As described above, according to the present invention, D-
As a digital audio data recorder, existing digital VTRs that have been developed and widely used to easily perform compact and high-quality recording / reproducing by using cassette type magnetic tapes such as 2 format Compared to the conventional open reel type digital MTR shown at the beginning, 1) Small size, light weight, easy to carry, space saving and power saving at the time of installation. Therefore, maintenance can be reduced. 2) The longest continuous recording / reproducing time can be extended to several times that of the conventional digital MTR, for example, in the case of the D-2VTR, it can be up to 208 minutes. 3) By using a tape cassette, it is easy to handle and store the tape, and it is possible to easily determine whether or not recording is prohibited, and to quickly change the tape at the recording site. 4) The structure of the device is simple and it is easy to reduce the manufacturing cost. 5) Since the existing digital VTR can be used as it is, the introduction cost can be reduced, and since it can be used as it is as a digital VTR except when it is used as an MTR, there is no waste in terms of frequency of use and there is also a costly introduction risk. small. 6) Digital V
If there are two TRs, only one encoder is required. Also, if there are two digital VTRs, a print tape can be made without an encoder and a decoder. In particular, it can be used very effectively for multi-channel audio recording at the recording site when producing concert broadcasts or stage broadcast programs.

[Brief description of drawings]

FIG. 1 is a schematic configuration diagram of a digital MTR according to an embodiment of the present invention.

FIG. 2 is a block diagram showing a specific configuration of an encoder in the embodiment.

FIG. 3 is a block diagram showing a specific configuration of a decoder in the embodiment.

FIG. 4 is a schematic diagram of a D-2 tape format used in the above embodiment.

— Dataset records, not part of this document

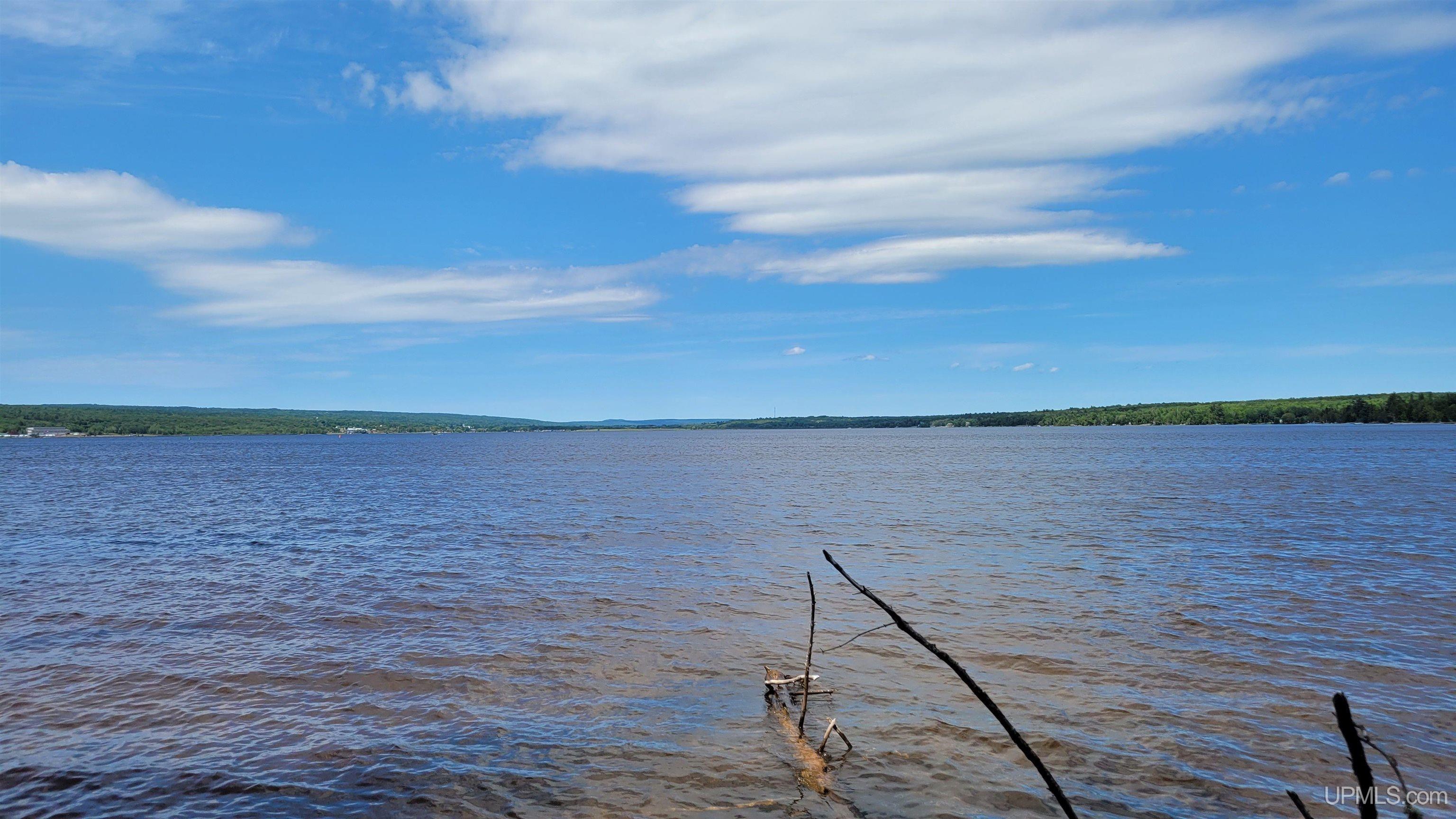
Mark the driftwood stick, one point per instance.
(1299, 805)
(823, 742)
(980, 694)
(856, 637)
(1410, 810)
(790, 680)
(809, 656)
(1365, 780)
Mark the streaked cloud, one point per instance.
(1400, 279)
(109, 215)
(972, 127)
(284, 292)
(117, 25)
(906, 260)
(104, 213)
(992, 199)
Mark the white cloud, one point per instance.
(800, 90)
(992, 199)
(118, 25)
(102, 213)
(161, 369)
(108, 215)
(903, 260)
(367, 82)
(953, 118)
(1398, 279)
(1158, 353)
(282, 293)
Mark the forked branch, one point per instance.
(976, 690)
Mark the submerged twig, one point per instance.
(1411, 812)
(976, 690)
(804, 712)
(1299, 805)
(1365, 782)
(856, 637)
(823, 742)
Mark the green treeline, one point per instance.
(1397, 407)
(100, 420)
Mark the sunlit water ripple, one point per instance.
(574, 624)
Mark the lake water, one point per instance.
(575, 624)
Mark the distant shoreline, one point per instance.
(113, 420)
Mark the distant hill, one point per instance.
(97, 419)
(100, 419)
(1372, 409)
(651, 423)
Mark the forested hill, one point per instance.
(98, 419)
(92, 419)
(1397, 407)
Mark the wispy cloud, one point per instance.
(970, 127)
(117, 25)
(102, 213)
(162, 369)
(1400, 279)
(108, 215)
(1156, 353)
(908, 260)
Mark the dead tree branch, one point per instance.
(1357, 763)
(856, 637)
(1299, 805)
(991, 706)
(804, 710)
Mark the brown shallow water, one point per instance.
(574, 624)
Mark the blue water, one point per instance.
(574, 624)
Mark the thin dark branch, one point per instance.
(856, 637)
(809, 656)
(1299, 805)
(1357, 763)
(976, 690)
(1410, 810)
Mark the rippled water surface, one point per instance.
(575, 624)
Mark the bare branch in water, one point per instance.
(856, 637)
(1357, 763)
(804, 710)
(980, 694)
(1411, 812)
(1299, 805)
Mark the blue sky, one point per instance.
(587, 212)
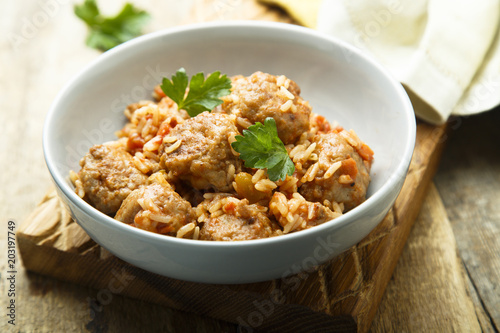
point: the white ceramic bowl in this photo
(337, 80)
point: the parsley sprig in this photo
(203, 94)
(260, 147)
(108, 32)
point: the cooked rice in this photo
(243, 122)
(260, 174)
(338, 208)
(169, 139)
(286, 93)
(265, 185)
(345, 179)
(332, 169)
(280, 81)
(153, 144)
(151, 156)
(286, 106)
(186, 229)
(289, 184)
(138, 161)
(149, 127)
(196, 233)
(173, 147)
(158, 217)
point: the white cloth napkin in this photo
(445, 52)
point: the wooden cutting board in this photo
(342, 295)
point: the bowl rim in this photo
(375, 199)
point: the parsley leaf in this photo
(203, 94)
(260, 147)
(108, 32)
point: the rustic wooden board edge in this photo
(353, 307)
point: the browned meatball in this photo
(263, 95)
(348, 184)
(156, 207)
(231, 219)
(203, 157)
(108, 176)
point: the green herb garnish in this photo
(260, 147)
(108, 32)
(203, 94)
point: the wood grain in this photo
(473, 203)
(31, 77)
(343, 294)
(408, 304)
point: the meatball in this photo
(108, 176)
(201, 154)
(263, 95)
(156, 207)
(343, 175)
(231, 219)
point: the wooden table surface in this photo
(454, 247)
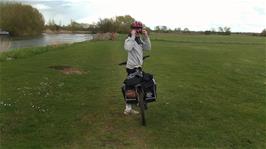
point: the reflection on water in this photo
(7, 43)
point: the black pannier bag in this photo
(149, 86)
(129, 94)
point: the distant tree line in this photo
(20, 19)
(119, 24)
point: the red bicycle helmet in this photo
(136, 24)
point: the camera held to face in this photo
(139, 30)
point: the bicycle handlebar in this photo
(124, 63)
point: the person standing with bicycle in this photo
(136, 42)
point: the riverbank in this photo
(211, 94)
(47, 31)
(8, 43)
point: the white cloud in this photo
(41, 6)
(240, 15)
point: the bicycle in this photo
(138, 91)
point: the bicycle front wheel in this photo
(142, 108)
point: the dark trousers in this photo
(129, 71)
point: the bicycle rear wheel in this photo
(142, 107)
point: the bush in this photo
(20, 20)
(263, 33)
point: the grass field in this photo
(211, 94)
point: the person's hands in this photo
(145, 33)
(133, 33)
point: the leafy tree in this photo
(20, 19)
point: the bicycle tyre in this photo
(142, 107)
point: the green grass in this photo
(211, 94)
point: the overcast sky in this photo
(240, 15)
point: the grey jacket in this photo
(135, 51)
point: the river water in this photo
(7, 43)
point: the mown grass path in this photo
(211, 94)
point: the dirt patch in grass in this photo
(67, 69)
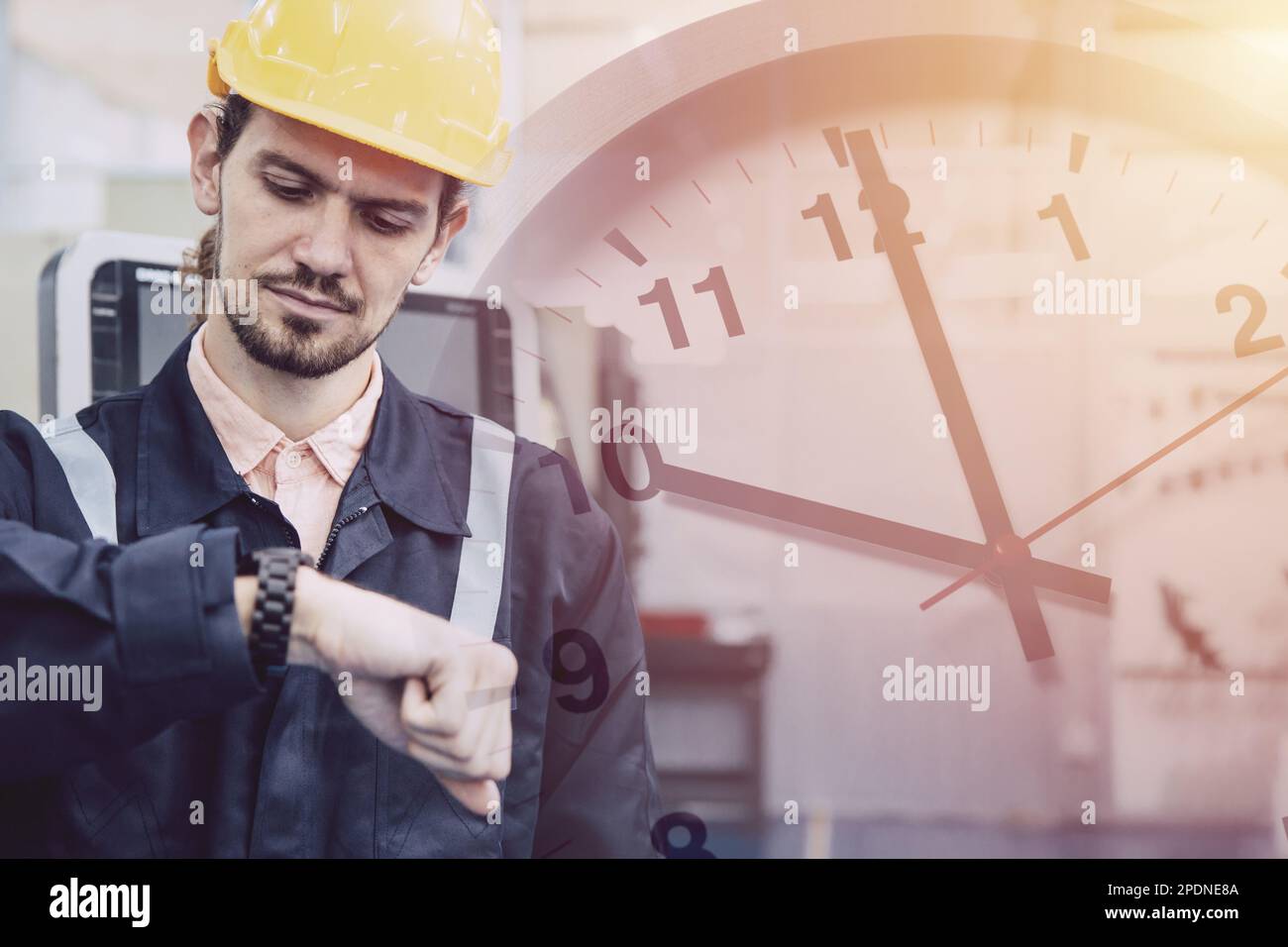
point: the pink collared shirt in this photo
(303, 476)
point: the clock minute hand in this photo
(889, 206)
(831, 519)
(1113, 484)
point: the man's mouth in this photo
(304, 304)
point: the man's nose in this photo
(326, 248)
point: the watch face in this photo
(960, 348)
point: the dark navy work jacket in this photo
(189, 757)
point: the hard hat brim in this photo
(485, 174)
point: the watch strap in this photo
(274, 608)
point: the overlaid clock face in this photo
(961, 351)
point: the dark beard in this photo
(295, 354)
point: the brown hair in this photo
(231, 118)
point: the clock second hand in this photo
(831, 519)
(889, 206)
(1113, 484)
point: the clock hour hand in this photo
(831, 519)
(889, 205)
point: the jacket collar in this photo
(184, 474)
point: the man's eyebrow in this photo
(277, 158)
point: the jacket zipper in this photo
(330, 539)
(335, 531)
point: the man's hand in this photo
(421, 684)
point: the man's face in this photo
(331, 231)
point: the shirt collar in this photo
(184, 474)
(248, 438)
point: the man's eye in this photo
(284, 191)
(385, 227)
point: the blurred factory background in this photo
(755, 697)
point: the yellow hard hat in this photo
(420, 78)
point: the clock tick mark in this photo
(621, 244)
(529, 354)
(1077, 150)
(832, 136)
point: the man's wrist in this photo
(310, 590)
(305, 612)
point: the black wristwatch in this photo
(274, 605)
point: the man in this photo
(411, 696)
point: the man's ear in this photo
(436, 253)
(202, 141)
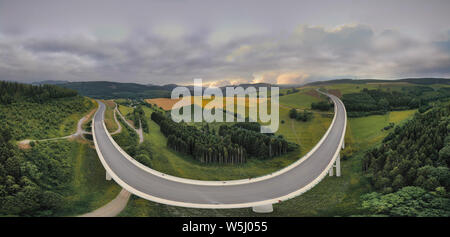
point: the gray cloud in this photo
(174, 42)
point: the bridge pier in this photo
(263, 209)
(108, 177)
(337, 165)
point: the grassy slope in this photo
(299, 100)
(333, 196)
(88, 190)
(177, 164)
(110, 123)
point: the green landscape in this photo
(382, 154)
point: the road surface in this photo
(285, 184)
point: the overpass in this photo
(259, 193)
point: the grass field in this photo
(334, 196)
(177, 164)
(88, 189)
(300, 100)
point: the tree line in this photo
(410, 170)
(377, 101)
(230, 145)
(13, 92)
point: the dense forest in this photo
(11, 92)
(138, 118)
(370, 102)
(32, 180)
(39, 112)
(230, 145)
(413, 161)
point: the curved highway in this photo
(282, 185)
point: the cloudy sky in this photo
(223, 42)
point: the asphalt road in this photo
(204, 195)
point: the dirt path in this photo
(112, 208)
(26, 143)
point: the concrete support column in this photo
(338, 165)
(108, 177)
(263, 209)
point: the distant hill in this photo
(421, 81)
(114, 90)
(49, 82)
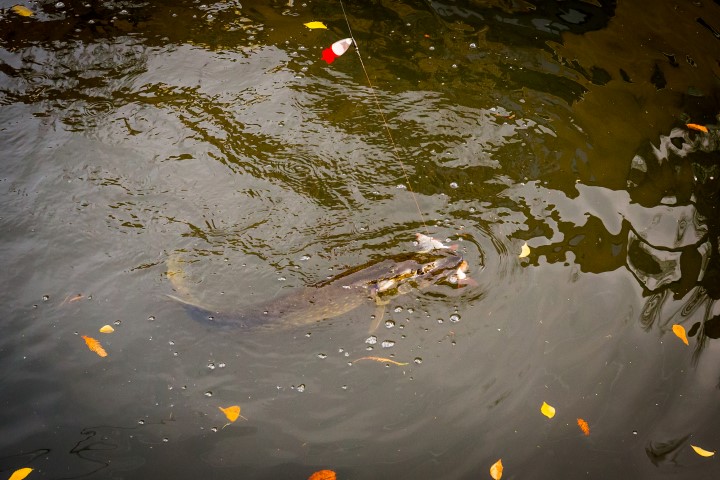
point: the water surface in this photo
(133, 133)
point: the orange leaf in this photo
(382, 360)
(584, 426)
(496, 470)
(679, 331)
(95, 346)
(323, 475)
(695, 126)
(20, 474)
(232, 413)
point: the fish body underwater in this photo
(372, 282)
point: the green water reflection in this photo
(213, 132)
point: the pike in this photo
(376, 282)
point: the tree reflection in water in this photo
(677, 253)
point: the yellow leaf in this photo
(313, 25)
(547, 410)
(679, 330)
(24, 472)
(22, 11)
(584, 426)
(323, 475)
(702, 452)
(496, 470)
(695, 126)
(232, 413)
(95, 346)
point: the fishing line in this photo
(395, 149)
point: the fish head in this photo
(419, 271)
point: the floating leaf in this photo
(695, 126)
(547, 410)
(679, 331)
(584, 426)
(314, 25)
(323, 475)
(24, 472)
(496, 470)
(22, 11)
(232, 413)
(382, 360)
(702, 452)
(95, 346)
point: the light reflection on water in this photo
(215, 133)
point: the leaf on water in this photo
(695, 126)
(679, 331)
(382, 360)
(95, 346)
(702, 452)
(314, 25)
(584, 426)
(24, 472)
(547, 410)
(496, 470)
(22, 11)
(232, 413)
(323, 475)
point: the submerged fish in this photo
(376, 282)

FIG. 5 is an explanatory diagram of sector arrangement of a helical track on the same tape.

FIG. 6 is an explanatory diagram when a video signal is digitized and represented.

[Explanation of symbols]

1 Digital data recorder (existing digital VT
R) 2 magnetic tape 3 encoder 4 6 transmission line 5 decoder 7-1 to 7-60 A / D converter 8 13 memory 15-1 to 15-60 D / A converter

Claims (4)

[Claims] 1. A digital data recorder comprising an existing digital VTR having a magnetic tape as a recording medium having a plurality of helical tracks in which a video sector and an audio sector are respectively arranged and digitally records data in a field period. An encoder connected to the input side of the digital data recorder through a transmission line to convert digital audio input signals of a plurality of channels into a form of digital video data recordable in the video sector, and an output side of the digital data recorder. A multi-channel digital audio recorder system, comprising: a decoder connected through a transmission line to convert the digital video data into original digital audio signals of a plurality of channels and output the digital audio signals. 2. The encoder comprises an A / D converter for A / D converting analog audio inputs of a plurality of channels respectively, or the decoder has a plurality of channels of digital video data transmitted from a digital data recorder. D / A to D / A conversion to analog audio output
2. The multi-channel digital audio recorder system according to claim 1, further comprising an A converter. 3. The multi-channel digital audio recorder system according to claim 1, wherein at least two of the encoder, the decoder and the digital data recorder are integrated. 4. The multi-channel digital audio recorder system according to claim 1, 2 or 3, wherein the transmission line is the RP-125X parallel interface standard or the 259M serial interface standard defined in the SMPTE standard.